The team outlined a straightforward plan to test this. By sampling a kilogram of soil from each of ten sites in differing ecological zones around the world, one would have a very rough approximation of the Earth’s diversity. For more direct processing, these samples could be analyzed with metabolomics—analysis of the chemical signatures of the biological activity in the samples. Once such a test was completed, it would quickly divulge whether or not further geographical sampling might be an effective method of bioprospecting. It would also point to which, if any, environments harbor greater concentrations of genetic diversity.
It was generally agreed that such an experiment would find at least some differences in genetic function, so the team discussed which environments were most likely to harbor unique functions that would be useful for
human application. These included toxic waste sites, where organisms living along a gradient of increased toxicity can evolve mechanisms to deal with the toxin in question. The functions of these organisms that allow them to survive could be exploited in other organisms to allow them to survive in similar environments, and even to clean up those environments.

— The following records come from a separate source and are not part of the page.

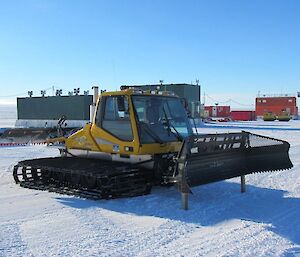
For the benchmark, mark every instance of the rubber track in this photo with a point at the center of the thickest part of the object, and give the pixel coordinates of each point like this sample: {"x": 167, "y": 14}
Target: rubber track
{"x": 87, "y": 178}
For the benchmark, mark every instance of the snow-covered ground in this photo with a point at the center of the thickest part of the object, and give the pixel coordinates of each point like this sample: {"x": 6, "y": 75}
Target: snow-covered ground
{"x": 264, "y": 221}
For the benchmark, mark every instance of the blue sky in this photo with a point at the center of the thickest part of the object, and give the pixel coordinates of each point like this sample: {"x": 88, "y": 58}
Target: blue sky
{"x": 235, "y": 48}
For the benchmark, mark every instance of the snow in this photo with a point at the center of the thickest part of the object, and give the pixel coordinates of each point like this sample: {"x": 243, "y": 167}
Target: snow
{"x": 264, "y": 221}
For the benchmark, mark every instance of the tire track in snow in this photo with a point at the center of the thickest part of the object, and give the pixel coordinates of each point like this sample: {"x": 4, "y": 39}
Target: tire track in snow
{"x": 234, "y": 238}
{"x": 121, "y": 240}
{"x": 11, "y": 243}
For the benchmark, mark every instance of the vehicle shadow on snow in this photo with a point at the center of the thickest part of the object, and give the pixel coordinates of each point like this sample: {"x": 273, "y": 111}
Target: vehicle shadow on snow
{"x": 211, "y": 204}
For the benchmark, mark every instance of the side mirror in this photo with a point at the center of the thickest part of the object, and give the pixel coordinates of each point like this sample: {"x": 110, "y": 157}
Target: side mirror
{"x": 121, "y": 104}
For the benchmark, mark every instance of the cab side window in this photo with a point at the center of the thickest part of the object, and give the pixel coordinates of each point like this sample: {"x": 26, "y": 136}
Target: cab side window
{"x": 116, "y": 119}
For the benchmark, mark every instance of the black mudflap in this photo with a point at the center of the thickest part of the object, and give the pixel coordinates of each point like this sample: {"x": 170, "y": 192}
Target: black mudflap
{"x": 213, "y": 157}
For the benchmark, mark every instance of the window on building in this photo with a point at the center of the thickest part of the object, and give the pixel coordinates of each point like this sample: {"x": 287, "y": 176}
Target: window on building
{"x": 116, "y": 120}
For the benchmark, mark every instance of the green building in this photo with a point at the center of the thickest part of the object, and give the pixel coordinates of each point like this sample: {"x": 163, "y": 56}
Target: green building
{"x": 190, "y": 92}
{"x": 47, "y": 110}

In any case, the discussions of the IDR team touched upon many aspects of metagenomics, resulting in interesting suggestions for colleagues in synthetic biology to consider, from better database management and technology to the development of rational, inexpensive methods of targeted environmental sampling to exploit the diversity of the natural world. If better sense can be made of better incoming data, the field of metagenomics will come closer to realizing its incredible potential.